Un jour du mois de juillet 2003, à huit heures du soir, il faisait encore très chaud ; si chaud que je ne pouvais supporter de rester chez moi. L’appartement heureusement orienté plein sud l’hiver avait accumulé la chaleur toute cette journée d’été et, malgré les volets baissés, il faisait trente-cinq degrés dans toutes les pièces, si bien qu’à peine rentré de mon travail je décidai de sortir m’aérer.
Le parc de Bercy se trouvait en bas de mon immeuble, il aurait été dommage de ne pas en profiter. A cette heure-là, il y avait encore du monde ; les zones ensoleillées restaient vides mais celles ombragées fourmillaient de gens de tout âge, qui jouaient au foot, frisbee, et autre badminton, ou encore pique-niquaient, ou discutaient, ou se draguaient, ou s’embrassaient sur les bancs, ou les sièges, ou tout simplement dans l’herbe. Moi j’étais seul et donc décidai de simplement m’asseoir sur un banc libre (il y en avait heureusement un) pour regarder passer les gens "à l’italienne", comme aurait dit mon père (mais je n’ai jamais su pourquoi il appelait cela ainsi). De fait, je ne regardais rien en particulier, laissant mon esprit vagabonder et c’était fort agréable de ne rien penser du tout. Ma journée de travail semblait s’être passée il y a bien longtemps comme si, par magie, je me trouvais en vacances, loin de Paris, quelque part au bord de l’océan (j’aime à imaginer que les seuls lieux d’apaisement sont au bord de l’océan, comme mon père, encore une fois, tout en reconnaissant qu’il m’arrive de me sentir bien dans d’autres endroits).
Au bout d’un moment, je sentis une odeur très désagréable de crotte de chien. Je regardai autour de moi mais rien ne semblait avoir la forme de l’odeur ; ceci me fit conclure qu’elle provenait de moi. Naturellement je contrôlai mes pieds : le coupable était le gauche (reconnu coupable de n’avoir pas évité la défécation canine) mais, comme par ce délit il me portait chance, je décidai de le gracier tout en cherchant un moyen de le nettoyer sans évidemment voir de point d’eau à l’horizon.
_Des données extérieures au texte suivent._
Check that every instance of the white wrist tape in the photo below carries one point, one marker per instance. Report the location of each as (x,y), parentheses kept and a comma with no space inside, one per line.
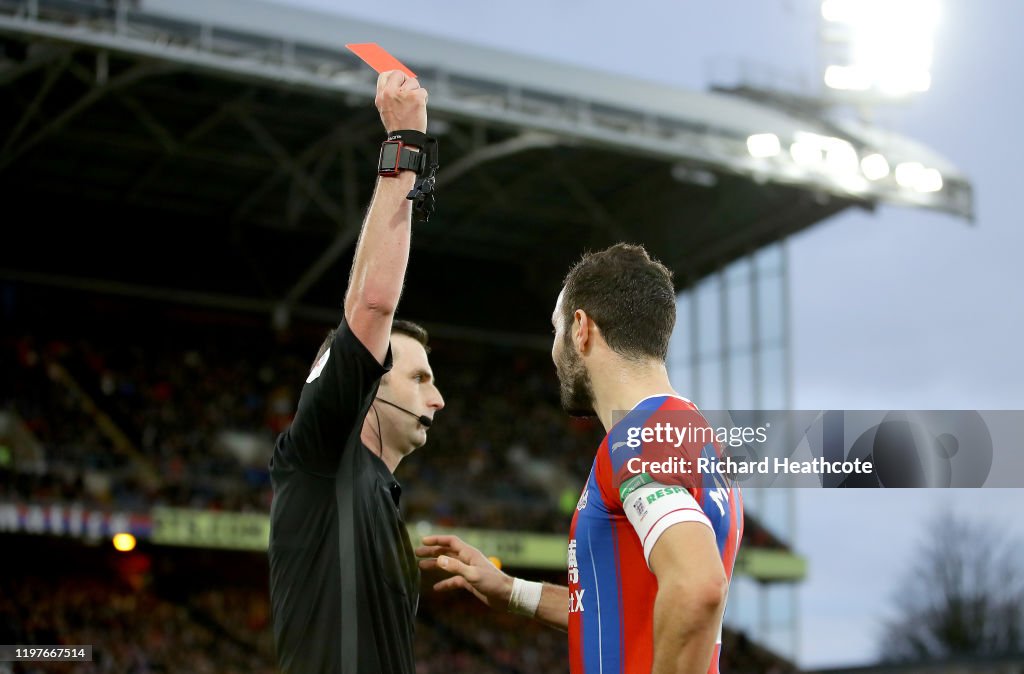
(525,597)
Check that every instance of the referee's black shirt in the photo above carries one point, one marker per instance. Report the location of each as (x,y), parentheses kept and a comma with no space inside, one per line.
(344,582)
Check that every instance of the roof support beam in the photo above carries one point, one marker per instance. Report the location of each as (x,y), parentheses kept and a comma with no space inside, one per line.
(54,72)
(88,99)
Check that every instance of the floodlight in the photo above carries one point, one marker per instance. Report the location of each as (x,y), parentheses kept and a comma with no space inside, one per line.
(875,167)
(887,44)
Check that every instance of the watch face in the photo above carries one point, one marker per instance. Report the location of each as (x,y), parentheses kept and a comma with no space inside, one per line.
(389,157)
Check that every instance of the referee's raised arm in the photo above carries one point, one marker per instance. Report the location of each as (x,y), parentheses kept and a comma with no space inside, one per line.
(382,252)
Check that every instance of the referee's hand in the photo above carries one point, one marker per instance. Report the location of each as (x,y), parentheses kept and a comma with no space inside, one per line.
(401,101)
(468,567)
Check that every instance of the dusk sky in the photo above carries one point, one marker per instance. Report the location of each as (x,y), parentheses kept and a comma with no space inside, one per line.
(892,309)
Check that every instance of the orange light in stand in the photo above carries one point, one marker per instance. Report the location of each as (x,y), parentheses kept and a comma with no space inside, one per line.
(124,542)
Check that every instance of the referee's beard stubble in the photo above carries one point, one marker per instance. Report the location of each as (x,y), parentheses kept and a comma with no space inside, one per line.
(573,382)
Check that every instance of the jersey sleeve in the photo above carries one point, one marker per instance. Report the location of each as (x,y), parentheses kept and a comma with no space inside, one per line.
(653,468)
(333,404)
(653,507)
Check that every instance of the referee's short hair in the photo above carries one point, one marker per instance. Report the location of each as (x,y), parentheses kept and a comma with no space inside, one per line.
(408,328)
(629,295)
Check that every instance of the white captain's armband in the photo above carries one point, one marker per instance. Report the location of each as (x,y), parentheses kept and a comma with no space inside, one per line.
(654,507)
(318,368)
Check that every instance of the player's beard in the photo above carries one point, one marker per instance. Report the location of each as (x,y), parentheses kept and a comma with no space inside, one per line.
(573,383)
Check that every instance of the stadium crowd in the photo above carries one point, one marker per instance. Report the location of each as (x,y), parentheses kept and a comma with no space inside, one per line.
(135,628)
(203,417)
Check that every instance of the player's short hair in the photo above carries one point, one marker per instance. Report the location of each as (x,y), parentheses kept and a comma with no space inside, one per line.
(407,328)
(629,295)
(414,330)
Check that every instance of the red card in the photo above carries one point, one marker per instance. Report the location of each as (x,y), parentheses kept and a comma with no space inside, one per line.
(377,58)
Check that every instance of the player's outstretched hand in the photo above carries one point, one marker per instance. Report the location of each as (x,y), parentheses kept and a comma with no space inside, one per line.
(401,101)
(469,570)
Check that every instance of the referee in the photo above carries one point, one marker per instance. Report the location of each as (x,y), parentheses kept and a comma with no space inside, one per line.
(344,582)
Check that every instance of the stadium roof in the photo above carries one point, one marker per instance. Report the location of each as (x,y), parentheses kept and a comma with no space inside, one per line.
(223,153)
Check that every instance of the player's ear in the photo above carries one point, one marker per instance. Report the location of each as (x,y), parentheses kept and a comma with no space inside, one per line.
(582,327)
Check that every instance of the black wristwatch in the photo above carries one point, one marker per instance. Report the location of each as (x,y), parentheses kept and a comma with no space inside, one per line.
(396,156)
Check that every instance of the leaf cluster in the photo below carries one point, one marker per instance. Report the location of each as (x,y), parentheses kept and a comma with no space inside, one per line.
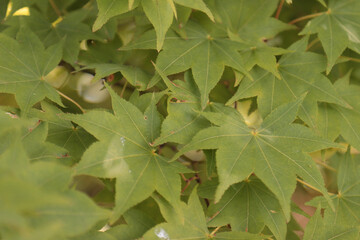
(179,119)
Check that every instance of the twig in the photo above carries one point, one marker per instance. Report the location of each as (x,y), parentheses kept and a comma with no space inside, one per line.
(71,100)
(123,90)
(188,181)
(312,43)
(56,9)
(278,11)
(310,186)
(306,17)
(350,58)
(325,165)
(215,230)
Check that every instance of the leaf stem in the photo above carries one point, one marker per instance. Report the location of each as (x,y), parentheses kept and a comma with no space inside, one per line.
(278,11)
(71,100)
(312,43)
(350,58)
(310,186)
(213,232)
(325,165)
(123,90)
(306,17)
(56,9)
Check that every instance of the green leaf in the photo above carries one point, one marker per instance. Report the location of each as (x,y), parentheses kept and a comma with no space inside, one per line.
(24,63)
(137,224)
(207,55)
(135,76)
(346,201)
(125,152)
(111,8)
(63,133)
(277,146)
(337,29)
(349,116)
(184,111)
(160,14)
(198,5)
(300,73)
(248,206)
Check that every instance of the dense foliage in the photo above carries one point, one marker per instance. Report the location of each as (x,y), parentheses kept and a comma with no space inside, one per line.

Il me restait donc à frotter discrètement le pauvre membre sur de l’herbe, discrètement car certaines personnes s’assoient sur celle-ci.
Je m’exécutais sans rage ni passion quand je vis passer au loin une jeune femme fort élégante et, comme on dit sans y voir mal, à mon goût. C’était la chance liée à mon pied gauche, sans doute, car jamais je n’avais vu pareille déesse en ce parc que je fréquentais pourtant assidûment l’été se voulant caniculaire cette année-là. Cette belle créature, Anne, donc, comme vous vous en doutez, s’avançait comme par hasard vers moi. Je ne la connaissais pas encore mais cela n’allait pas tarder.
Éblouis, je l’étais, mais je ne le restais pas longtemps. Un chien, une sorte de teckel, trottinait (que peuvent-ils faire d’autre ?) devant elle, reniflait avidement les bas de lampadaires puis pissait dessus. Il tournait alors sa tête en forme de marteau en direction de la jeune femme puis repartait en exploration. C’est ce petit regard qui me fit déduire la relation entre ma muse déchue et le petit animal… Muse déchue car je tolère les chiens mais ne les aime pas. L’idée quelle puisse en posséder un égratignait automatiquement l’image de la créature qui m’avait semblé si parfaite.
Je décidai alors d’aller boire un verre, pour me consoler, quand je surpris le chien en train de déféquer sur l’herbe. La commission faite, il regarda la belle femme, puis partit pisser sur les pieds d’un banc. La belle ne réagit pas plus que cela et continua son chemin. Je ne pouvais pas laisser passer ça! Quand on a un chien on assume : on ramasse les crottes. J’allais donc m’expliquer avec cette délinquante qui m’avait paru si belle. Je l’abordai, lui expliquai gentiment et sans animosité qu’elle avait des droits mais aussi des devoirs, lui montrai mon pied, afin d’illustrer la nécessité pour les maîtres de ramasser les crottes de leurs cabots. Elle m’écoutait sans répliquer. Quand j’eus fini ma diatribe (toute en finesse et nullement amère), elle me sourit puis me dit en désignant mon pied gauche : "En même temps, ça porte chance. Ça vous dirait d’aller boire un verre? Et, à propos : je n’ai pas de chien."